The incident shocked the city of just under 900 people, especially those who worked with or saw Hatcher on a frequent basis, like Orbie Campbell, a city councilwoman and owner of the War Coffee Shop. Hatcher ate at the Main Street restaurant twice each day, six days a week.
"He was just a wonderful guy," Campbell said. "He loved everybody, trusted everybody."
Campbell, 78, who still runs the restaurant despite her age, carries a .38-caliber revolver for protection when she opens shop early in the morning. She's known to tease the customers who come to her establishment, which she's owned for 44 years.
Campbell knew something was wrong when Hatcher didn't show up for breakfast last Tuesday.
He also didn't show up at War City Hall. Campbell said his secretary called the restaurant trying to track him down.

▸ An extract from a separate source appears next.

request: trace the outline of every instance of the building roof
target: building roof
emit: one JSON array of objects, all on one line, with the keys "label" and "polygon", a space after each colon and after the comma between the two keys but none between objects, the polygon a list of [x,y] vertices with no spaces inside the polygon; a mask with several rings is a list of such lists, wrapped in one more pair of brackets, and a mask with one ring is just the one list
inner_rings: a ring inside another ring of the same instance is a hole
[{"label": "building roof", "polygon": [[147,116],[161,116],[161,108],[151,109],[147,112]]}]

"There was no phone call or nothing that day," Campbell said.
Workers with War's water department went to Hatcher's house, using a key the secretary had to his home. That's when Hatcher's body was discovered.
Police believe Rebecca Hatcher and her brother robbed the mayor to buy prescription pills. They say the two took at least $1,100 from him after the killing.

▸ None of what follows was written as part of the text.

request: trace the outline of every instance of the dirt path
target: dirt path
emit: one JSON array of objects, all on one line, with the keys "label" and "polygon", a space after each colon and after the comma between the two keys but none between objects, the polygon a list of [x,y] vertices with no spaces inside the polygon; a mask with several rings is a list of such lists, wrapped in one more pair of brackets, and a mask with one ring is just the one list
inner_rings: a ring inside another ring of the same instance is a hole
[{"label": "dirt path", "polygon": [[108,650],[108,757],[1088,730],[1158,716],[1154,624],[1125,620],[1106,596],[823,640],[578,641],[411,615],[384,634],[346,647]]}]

Lora Wagoner, Campbell's daughter and an employee at the restaurant, was one of the first people to see Hatcher's home the day his body was found.
"I knew something wasn't right," Wagoner said, noting that she saw his house was messy and askew.
To Campbell and Wagoner, Hatcher was like part of the family. Campbell and her husband had vacationed with Hatcher and the late mayor also taught Wagoner's son in school.
"We always argued," Wagoner said. "But I loved him to death. He was like a close relative."
Campbell said it's going to be difficult getting used to Hatcher's absence at her restaurant.
"It's just a shock," she said. "I won't have nobody to fuss with. You still want to fix his ice water and juice before he comes to breakfast."
But Campbell said that his absence in city affairs would be an even greater loss.
"He had his fingers in everything," she said. "You could call him at any hour."
Hatcher wasn't without his share of controversies, however minor. Most recently, a freelance reporter wrote a story on the drug problem in McDowell County and used War - and Hatcher - as a visualization of the issue. The reporter ended up selling the story to Playboy magazine, a move that caused some discontent in War.
"What he said was pretty much the truth," said Iaeger Police Chief Michael Brooks, who was an officer in War from 2009 to 2011.
Brooks said that he had his own issues with Hatcher but respected the mayor.